Loading data into Databricks#
This guide explains how to load data into Databricks for further analysis.
Prerequisites#
Before you complete the procedure in this guide, perform all of the following actions:
Create a datastream whose data you want to load into Databricks. For more information on creating a datastream, see Collecting data in Adverity.
Set up instance profiles for access to S3 buckets from Databricks clusters. For more information, see the Databricks documentation.
Obtain Access Key ID and Secret Access Key. Use an AWS policy file as you would for an AWS S3 destination.
Procedure#
To load data from a datastream into Databricks, follow these steps:
Add Databricks as a destination to the workspace which contains the datastream or to one of its parent workspaces.
Assign the Databricks destination to the datastream.
You can assign as many destinations to a datastream as you want.
Some destinations require specific Data Mapping, such as Hubspot and Facebook Offline Conversions. If these Data Mapping requirements conflict, the destinations cannot be assigned to the same datastream.
Adding Databricks as a destination#
To add Databricks as a destination to a workspace, follow these steps:
Go to the Destinations page.
Click + Create destination.
Search for and click Databricks.
You can connect to Databricks in two different ways:
To connect to Databricks with REST, click Databricks (REST).
To connect to Databricks with SQL, click Databricks (SQL).
Choose how to authorize Adverity to access Databricks:
To use your details, click Access Databricks using your credentials.
To ask someone else to use their details, click Access Databricks using someone else’s credentials.
If you choose this option, the person you ask to create the authorization will need to go through the following steps.
Click Next.
In the authorization page, fill in the following fields:
- Personal Access Token
The personal access token generated in Databricks. For more information, see the Databricks documentation.
- Databricks Instance
The address of the Databricks instance to which you want to connect.
- S3 Bucket
The address of the S3 bucket that you set up for Databricks.
- Access Key ID
The Access Key ID with which Adverity accesses the S3 bucket.
- Secret Access Key
The Secret Access Key with which Adverity accesses the S3 bucket.
- Instance Profile ARN
The ARN of the instance profile set up to access the S3 bucket.
- HTTP Path
The HTTP Path for the SQL connection. For more information, see the Databricks documentation.
You only see this field when connecting to Databricks with SQL.
Click Authorize.
In the Configuration page, fill in the following fields:
- Name
(Optional) Rename the destination.
- Database
Specify the name of the database into which you want to load the data.
- Partition by date
(Recommended) If selected, the target table is partitioned by a date column, and data is only replaced based on the date. This means that if you import data into a table with data already present for certain dates, the existing data for these overlapping dates is overwritten, and the data for other, unique dates remains unchanged.
This option is only effective if you also enable the option Local Data Retention > Extract Filenames > Unique by day. For more information, see Configuring advanced datastream settings.
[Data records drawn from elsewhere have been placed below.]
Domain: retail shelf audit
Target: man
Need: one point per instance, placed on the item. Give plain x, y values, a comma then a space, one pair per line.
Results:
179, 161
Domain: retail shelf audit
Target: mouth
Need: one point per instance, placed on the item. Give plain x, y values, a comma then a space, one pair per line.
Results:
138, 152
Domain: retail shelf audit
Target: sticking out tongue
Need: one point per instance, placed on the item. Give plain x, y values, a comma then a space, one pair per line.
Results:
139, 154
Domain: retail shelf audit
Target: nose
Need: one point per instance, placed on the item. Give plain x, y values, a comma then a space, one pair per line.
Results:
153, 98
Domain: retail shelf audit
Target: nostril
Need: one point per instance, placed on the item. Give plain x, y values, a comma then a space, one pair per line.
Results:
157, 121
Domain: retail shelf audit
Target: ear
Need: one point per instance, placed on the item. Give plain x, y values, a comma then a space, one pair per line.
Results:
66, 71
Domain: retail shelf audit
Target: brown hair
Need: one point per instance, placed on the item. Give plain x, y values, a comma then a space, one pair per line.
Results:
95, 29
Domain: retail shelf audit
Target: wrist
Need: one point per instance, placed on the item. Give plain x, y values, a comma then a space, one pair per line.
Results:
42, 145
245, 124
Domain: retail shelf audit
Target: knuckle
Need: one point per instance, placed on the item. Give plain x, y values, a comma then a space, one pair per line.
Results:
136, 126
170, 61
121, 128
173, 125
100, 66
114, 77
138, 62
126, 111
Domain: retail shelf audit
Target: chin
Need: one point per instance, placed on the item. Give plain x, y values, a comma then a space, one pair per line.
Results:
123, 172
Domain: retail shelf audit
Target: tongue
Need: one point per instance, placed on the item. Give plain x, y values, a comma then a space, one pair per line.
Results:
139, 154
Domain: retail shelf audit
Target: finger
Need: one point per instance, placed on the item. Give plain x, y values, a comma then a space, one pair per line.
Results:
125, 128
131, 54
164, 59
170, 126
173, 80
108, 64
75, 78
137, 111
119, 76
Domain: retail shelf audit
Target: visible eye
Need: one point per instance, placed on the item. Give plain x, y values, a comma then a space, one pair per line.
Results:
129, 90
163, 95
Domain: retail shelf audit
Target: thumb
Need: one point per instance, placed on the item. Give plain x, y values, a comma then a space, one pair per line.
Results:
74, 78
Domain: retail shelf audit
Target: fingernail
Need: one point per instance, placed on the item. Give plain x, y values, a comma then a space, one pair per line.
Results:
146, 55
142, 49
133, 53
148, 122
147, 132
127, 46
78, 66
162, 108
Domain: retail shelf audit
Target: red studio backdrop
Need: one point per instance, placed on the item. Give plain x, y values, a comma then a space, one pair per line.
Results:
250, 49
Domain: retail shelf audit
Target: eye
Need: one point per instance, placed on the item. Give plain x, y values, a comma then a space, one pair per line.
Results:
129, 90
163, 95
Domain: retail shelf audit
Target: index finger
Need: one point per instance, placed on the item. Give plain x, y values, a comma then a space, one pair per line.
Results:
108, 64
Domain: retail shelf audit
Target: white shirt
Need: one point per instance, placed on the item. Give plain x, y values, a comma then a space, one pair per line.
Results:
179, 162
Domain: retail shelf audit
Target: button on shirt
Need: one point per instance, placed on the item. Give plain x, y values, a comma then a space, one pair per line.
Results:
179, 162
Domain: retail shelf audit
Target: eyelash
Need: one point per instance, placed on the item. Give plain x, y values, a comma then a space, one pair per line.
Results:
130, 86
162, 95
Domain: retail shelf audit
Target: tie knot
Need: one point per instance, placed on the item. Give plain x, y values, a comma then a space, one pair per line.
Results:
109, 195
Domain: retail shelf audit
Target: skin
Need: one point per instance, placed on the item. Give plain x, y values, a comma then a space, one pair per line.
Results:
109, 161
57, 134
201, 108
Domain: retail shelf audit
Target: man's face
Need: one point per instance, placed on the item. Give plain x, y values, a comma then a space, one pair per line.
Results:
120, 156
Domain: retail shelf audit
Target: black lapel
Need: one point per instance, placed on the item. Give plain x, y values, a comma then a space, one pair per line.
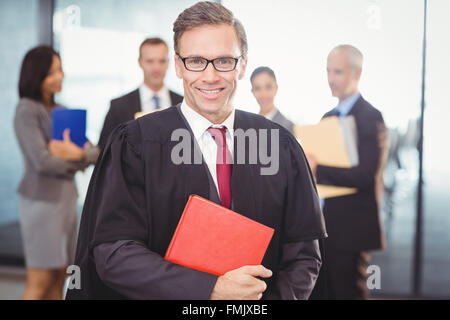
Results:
356, 107
134, 103
196, 179
243, 188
Partitioning is set the first time you load data into the destination and cannot be changed through Adverity later.
When this option is selected, select the Partition Date Column from the drop-down list.
Click Create.
Assigning Databricks as a destination#
To assign the Databricks destination to a datastream, follow these steps:
Go to the Datastreams page.
In the Load section, click + Add destination.
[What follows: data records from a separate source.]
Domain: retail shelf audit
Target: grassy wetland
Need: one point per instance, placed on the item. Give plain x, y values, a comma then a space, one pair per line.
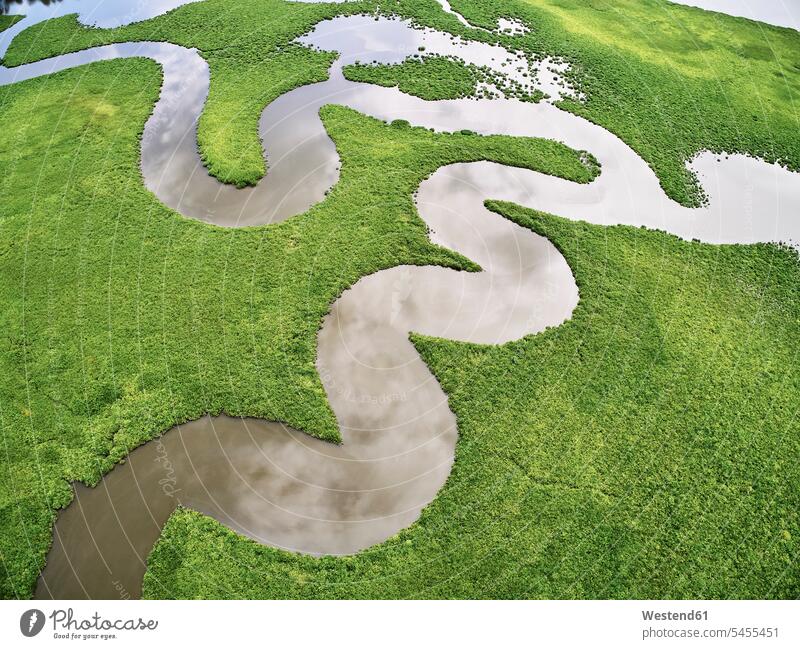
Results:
645, 449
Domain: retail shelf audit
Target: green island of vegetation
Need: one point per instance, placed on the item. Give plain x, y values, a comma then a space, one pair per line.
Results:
7, 21
645, 449
670, 80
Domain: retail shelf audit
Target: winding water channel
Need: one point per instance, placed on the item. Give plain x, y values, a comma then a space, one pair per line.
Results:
281, 486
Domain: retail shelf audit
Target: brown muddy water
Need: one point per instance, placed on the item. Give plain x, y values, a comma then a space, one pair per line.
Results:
281, 486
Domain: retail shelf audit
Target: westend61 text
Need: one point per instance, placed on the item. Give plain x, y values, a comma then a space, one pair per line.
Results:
675, 615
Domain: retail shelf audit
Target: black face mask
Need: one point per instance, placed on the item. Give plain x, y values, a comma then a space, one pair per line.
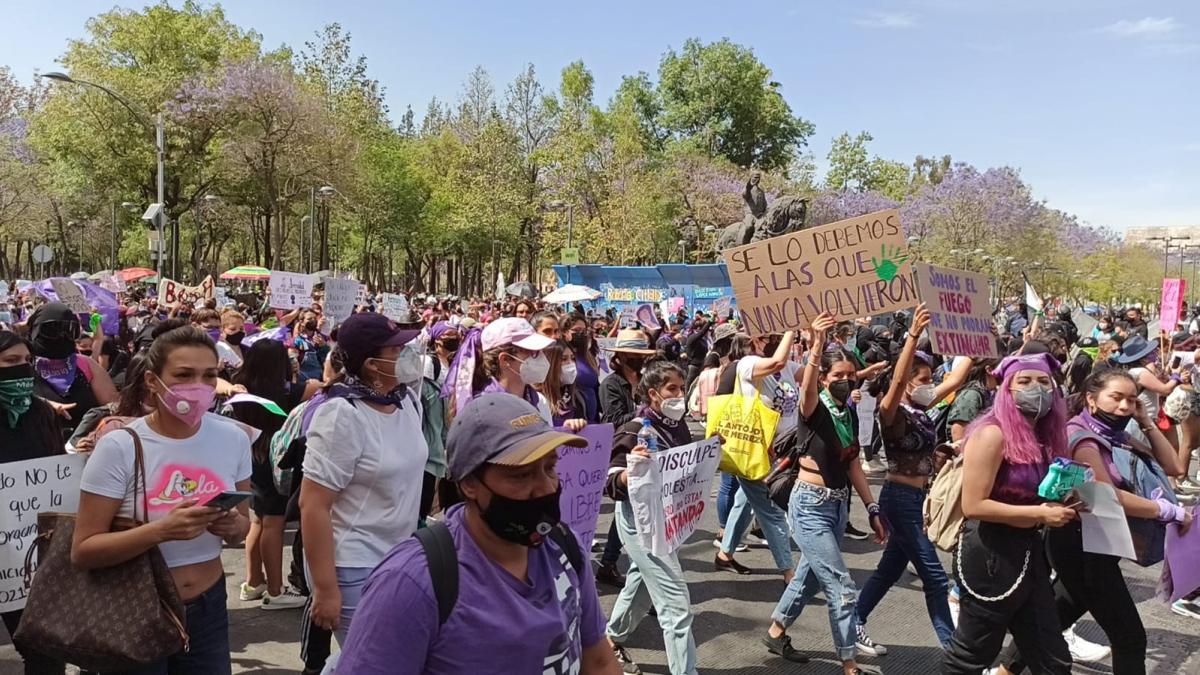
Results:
522, 521
840, 390
1113, 420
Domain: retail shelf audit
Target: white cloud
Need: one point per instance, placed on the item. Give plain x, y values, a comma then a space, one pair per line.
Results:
1144, 28
876, 18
Select the Databricks checkbox in the list.
Click Save.
For the automatically enabled destinations, in the pop-up window, click Yes, load data if you want to automatically load your previously collected data into the new destination. The following data extracts will be loaded:
All data extracts with the status collected if no other destinations are enabled for the datastream
All data extracts with the status loaded if the data extracts have already been sent to Adverity Data Storage or external destinations
Alternatively, click Skip to continue configuring the destination settings or re-load the data extracts manually. For more information, see Re-loading a data extract.
Configuring settings for loading data into Databricks#
To configure the settings for loading data into Databricks, follow these steps:
Go to the Datastreams page.
In the Load section, find the Databricks destination in the list, and click Actions on the right.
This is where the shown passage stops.